Conflict-of-interest: The authors declare no conflict-of-interest in relation to this editorial.

Open-Access: This article is an open-access article which was selected by an in-house editor and fully peer-reviewed by external reviewers. It is distributed in accordance with the Creative Commons Attribution Non Commercial (CC BY-NC 4.0) license, which permits others to distribute, remix, adapt, build upon this work non-commercially, and license their derivative works on different terms, provided the original work is properly cited and the use is non-commercial. See: http://creativecommons.org/licenses/by-nc/4.0/

Correspondence to: Darren Reece Williams, PhD, New Drug Targets Laboratory, School of Life Sciences, Gwangju Institute of Science and Technology, Gwangju 500-712, South Korea. darren@gist.ac.kr

Telephone: +82-62-7152509 Fax: +82-62-7152484

Received: October 27, 2014
Peer-review started: October 28, 2014
First decision: December 17, 2014
Revised: January 5, 2015
Accepted: January 18, 2015
Article in press: January 19, 2015
Published online: March 26, 2015
Processing time: 137 Days and 15.5 Hours

Abstract

Cell transplantation is an attractive potential therapy for heart diseases. For example, myocardial infarction (MI) is a leading cause of mortality in many countries. Numerous medical interventions have been developed to stabilize patients with MI and, although this has increased survival rates, there is currently no clinically approved method to reverse the loss of cardiac muscle cells (cardiomyocytes) that accompanies this disease. Cell transplantation has been proposed as a method to replace cardiomyocytes, but a safe and reliable source of cardiogenic cells is required. An ideal source would be the patients’ own somatic tissue cells, which could be converted into cardiogenic cells and transplanted into the site of MI. However, these are difficult to produce in large quantities and standardized protocols to produce cardiac cells would be advantageous for the research community. To achieve these research goals, small molecules represent attractive tools to control cell behavior. In this editorial, we introduce the use of small molecules in stem cell research and summarize their application to the induction of cardiogenesis in non-cardiac cells. Exciting new developments in this field are discussed, which we hope will encourage cardiac stem cell biologists to further consider employing small molecules in their culture protocols.

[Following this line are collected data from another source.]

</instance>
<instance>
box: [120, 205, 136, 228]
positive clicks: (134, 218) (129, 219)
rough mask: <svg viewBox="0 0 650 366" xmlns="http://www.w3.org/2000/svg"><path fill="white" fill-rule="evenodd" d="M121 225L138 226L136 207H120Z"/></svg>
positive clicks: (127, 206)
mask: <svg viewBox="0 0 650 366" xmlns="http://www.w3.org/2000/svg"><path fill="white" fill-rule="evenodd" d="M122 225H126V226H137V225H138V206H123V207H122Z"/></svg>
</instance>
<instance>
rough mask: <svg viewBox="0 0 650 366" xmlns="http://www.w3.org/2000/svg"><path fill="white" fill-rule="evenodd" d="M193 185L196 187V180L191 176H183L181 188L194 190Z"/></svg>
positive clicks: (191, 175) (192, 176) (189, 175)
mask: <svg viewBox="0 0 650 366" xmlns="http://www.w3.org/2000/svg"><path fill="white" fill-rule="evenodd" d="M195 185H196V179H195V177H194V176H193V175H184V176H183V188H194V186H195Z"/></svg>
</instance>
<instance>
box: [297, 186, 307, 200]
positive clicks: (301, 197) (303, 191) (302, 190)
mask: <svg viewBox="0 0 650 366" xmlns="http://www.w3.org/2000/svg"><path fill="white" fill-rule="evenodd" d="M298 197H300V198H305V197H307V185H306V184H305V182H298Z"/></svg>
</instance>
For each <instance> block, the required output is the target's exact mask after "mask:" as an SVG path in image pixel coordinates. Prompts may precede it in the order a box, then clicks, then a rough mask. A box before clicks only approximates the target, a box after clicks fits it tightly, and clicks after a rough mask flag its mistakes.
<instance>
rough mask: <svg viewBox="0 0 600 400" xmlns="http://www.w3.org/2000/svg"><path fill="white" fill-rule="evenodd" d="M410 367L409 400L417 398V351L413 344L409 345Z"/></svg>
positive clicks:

Keywords: Cardiogenesis; Cell reprogramming; Somatic cells; Small molecules; Cardiovascular disease

Core tip: There are a plethora of methods to manipulate the phenotype of somatic cells and convert them into different cell types, such as cardiac cells. The use of small molecules provides numerous advantages, such as ease of use, tight temporal control and reversible effects on target proteins. Significantly, the production of small molecules is cheap and synthesis can be readily standardized. This would allow non-specialist stem cell laboratories to readily adopt small molecule-based methods to produce functional cardiac cells from multiple cell sources, including therapeutic applications requiring the somatic cells of patients with cardiovascular disease.